Ever feel more gassy than usual? According to the National Institute of Diabetes and Digestive and Kidney Diseases website, having excessive gas is rare. Gas is caused by swallowing air while eating or drinking, and the bacterial break down of food in the large intestine. However, gas is also absorbed in the stomach and small intestine. Both the stomach and small intestine absorb most of its gas. However, if an overgrowth of bacteria occurs in the small intestine, the result is excessive gas. Because few bacteria live in the small intestine, when an overgrowth of bacteria occurs, it is usually caused by a disease or disorder that affects how the digestive system works.
Many people often believe that they are experiencing excessive gas, but in many cases, the gas that is experienced is normal. According to the National Institute of Health, people pass gas on average of 14 times a day. So, if you are within these limits, the gas that you are experiencing is not abnormal, and actually healthy. Where there should be a cause for a concern is if you are experiencing persistent embarrassing gas, along with pain that interferes with your normal daily activities.
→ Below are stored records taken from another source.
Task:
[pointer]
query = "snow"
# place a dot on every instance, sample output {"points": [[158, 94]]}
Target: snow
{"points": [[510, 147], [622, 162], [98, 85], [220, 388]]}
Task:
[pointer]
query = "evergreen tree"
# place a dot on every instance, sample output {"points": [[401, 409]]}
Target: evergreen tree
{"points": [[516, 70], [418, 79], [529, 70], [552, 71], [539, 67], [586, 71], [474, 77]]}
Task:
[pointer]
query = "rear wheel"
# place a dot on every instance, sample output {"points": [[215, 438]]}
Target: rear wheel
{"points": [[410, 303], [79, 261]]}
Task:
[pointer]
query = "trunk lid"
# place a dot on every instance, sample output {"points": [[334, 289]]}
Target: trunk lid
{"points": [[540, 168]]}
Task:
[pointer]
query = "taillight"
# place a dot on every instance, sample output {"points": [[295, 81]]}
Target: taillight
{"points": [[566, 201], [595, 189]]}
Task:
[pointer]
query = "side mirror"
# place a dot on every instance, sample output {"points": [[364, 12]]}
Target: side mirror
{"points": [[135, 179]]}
Identifying where gas starts and stops in the body can help eliminate symptoms of excessive gas. Symptoms of excessive gas included excessive belching, bloating, or flatulence. Belching is a result of excessive air in the stomach. Conditions like Acid reflux, where stomach acids travel to the esophagus, and gastritis, the inflammation of the stomach lining, can also cause belching. Bloating, when severe, can cause swelling or increased tension in the abdomen. Overeating, eating too fast, or eating extremely rich fatty foods can cause bloating. Flatulence, the passing of gas through the anus, results when their is a build up of gas in the colon. Typically, either undigested food has fermented in the colon, or food products such as gluten or the sugar from dairy products has failed to break down. In addition, the poor absorption of carbohydrates, and the affect of antibiotics on intestinal bacteria, can also cause Flatulence. To aid you in your efforts in reducing gassiness, we recommend following the steps below:
Change What You Eat
We suggest that you create a simple food journal and track what you eat for a week. In addition, take note of persistent symptoms such as excessive bloating, belching, or flatulence after each meal. This will help you to identify what potential foods, or combinations of foods that could be causing the issue. The following week attempt to either reduce or eliminate the offending foods from your diet. Viola! If you notice a significant reduction in excessive gas, you will have successfully identified the culprits.
Reduce Swallowed Air
Belching is a direct result of the amount of air that you swallow. Thus, if you are experiencing excessive belching, you may want to reduce a few common activities such as drinking through a straw, eating too quickly, sucking on hard candy or suckers, drinking soda, chewing gum, and smoking. All of these activities cause more air to be taken in through the mouth, which can result in a persistent feeling of gassiness.
Review Your Medications
If you are currently on prescription medications, you may want to visit your primary care physician to discuss your symptoms. Excessive gas can be caused by the affect of prescription medications on your body. Only a Doctor can determine if this is the case. We do not recommended making any changes to the medications that you are taking until you talk to your Doctor.
Symptoms of excessive gas normally disappear on their own, especially if there is an accompanying change in one's eating habits. However, if symptoms persist, and new symptoms such as Diarrhea, severe abdominal pain, weight loss, chest pains, or a bloody stool are also present, please see your primary care physician. Normally, there is another medical concern.